Le débat revient régulièrement dans la communauté : avez-vous le droit d'écrire sur une sexualité qui ne vous concerne pas ?

Une hétéro peut-elle écrire une romance gay, un hétéro une romance lesbienne, une lesbienne écrire une romance trans, etc...

J'ai posé cette question sur mon profil il y a plusieurs semaines. Mon idée était d'écrire une romance entre une femme noire et une femme blanche, avec une intrigue supplémentaire de transidentité, homme vers femme, pour la femme blanche.

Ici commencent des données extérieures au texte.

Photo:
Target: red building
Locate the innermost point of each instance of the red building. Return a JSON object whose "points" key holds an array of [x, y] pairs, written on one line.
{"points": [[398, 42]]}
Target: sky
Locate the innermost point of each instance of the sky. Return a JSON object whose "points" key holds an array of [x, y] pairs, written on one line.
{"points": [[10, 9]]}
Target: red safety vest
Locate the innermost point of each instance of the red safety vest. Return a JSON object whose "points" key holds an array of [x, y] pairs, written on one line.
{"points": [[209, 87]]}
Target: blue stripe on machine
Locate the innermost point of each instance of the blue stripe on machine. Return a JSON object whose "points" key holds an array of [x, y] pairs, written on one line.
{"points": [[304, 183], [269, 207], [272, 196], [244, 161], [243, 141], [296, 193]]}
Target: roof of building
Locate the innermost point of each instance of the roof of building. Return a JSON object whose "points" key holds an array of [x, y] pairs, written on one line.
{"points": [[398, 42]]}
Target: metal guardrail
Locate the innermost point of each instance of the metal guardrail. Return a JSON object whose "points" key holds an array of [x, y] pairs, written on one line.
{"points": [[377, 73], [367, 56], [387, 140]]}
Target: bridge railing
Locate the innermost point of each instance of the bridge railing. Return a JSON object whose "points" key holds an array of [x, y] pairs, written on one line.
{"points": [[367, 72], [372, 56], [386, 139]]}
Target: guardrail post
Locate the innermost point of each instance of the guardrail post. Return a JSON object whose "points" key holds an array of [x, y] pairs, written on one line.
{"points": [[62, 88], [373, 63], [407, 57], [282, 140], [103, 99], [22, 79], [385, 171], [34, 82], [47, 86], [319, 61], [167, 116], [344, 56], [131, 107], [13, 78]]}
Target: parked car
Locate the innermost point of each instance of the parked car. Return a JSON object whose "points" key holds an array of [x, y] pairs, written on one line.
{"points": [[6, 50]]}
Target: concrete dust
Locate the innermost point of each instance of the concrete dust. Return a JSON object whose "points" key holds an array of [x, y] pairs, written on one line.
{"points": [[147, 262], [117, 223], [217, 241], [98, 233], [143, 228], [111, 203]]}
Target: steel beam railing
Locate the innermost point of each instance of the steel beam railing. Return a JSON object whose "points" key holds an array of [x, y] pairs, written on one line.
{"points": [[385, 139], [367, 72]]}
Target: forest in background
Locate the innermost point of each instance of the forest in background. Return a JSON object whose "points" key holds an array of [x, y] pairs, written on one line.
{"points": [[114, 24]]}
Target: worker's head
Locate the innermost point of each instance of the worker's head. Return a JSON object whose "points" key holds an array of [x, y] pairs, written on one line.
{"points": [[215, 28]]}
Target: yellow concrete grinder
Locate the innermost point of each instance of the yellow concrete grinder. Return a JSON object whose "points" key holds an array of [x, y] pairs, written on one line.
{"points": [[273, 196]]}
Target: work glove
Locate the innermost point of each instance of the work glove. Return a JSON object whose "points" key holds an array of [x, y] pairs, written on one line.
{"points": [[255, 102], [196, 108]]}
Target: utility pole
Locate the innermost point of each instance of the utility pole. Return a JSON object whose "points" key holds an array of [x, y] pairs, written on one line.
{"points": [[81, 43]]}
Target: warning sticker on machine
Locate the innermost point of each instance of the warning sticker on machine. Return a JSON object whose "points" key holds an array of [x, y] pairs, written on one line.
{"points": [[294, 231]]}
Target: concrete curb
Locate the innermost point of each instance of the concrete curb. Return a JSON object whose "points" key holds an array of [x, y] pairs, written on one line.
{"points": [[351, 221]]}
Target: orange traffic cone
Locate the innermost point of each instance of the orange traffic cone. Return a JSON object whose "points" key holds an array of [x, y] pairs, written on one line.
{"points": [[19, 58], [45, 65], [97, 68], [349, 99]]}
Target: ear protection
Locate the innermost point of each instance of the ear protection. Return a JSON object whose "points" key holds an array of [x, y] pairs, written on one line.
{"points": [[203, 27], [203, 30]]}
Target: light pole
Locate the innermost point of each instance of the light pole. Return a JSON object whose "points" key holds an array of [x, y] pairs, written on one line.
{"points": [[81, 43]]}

  • D'un côté, on m'a vivement encouragé à écrire cette romance dite "domino" femme noire / femme blanche, avec de nombreux messages privés de femmes qui ont eu la gentillesse de partager de jolies anecdotes sur le sujet pour nourrir ma muse.
  • D'un autre côté, on m'a souligné que m'aventurer sur la transidentité serait un sujet où je serai grandement taclé si je ne respectais pas toutes les évidences sur le sujet.
    On s'entend que je ne vais pas écrire sans me documenter, mais l'idée de me faire tacler m'a vivement refroidi. On écrit pour se faire plaisir, pour faire plaisir aussi à nos lecteurs, mais finir sur le banc des accusés, ça n'enchante personne.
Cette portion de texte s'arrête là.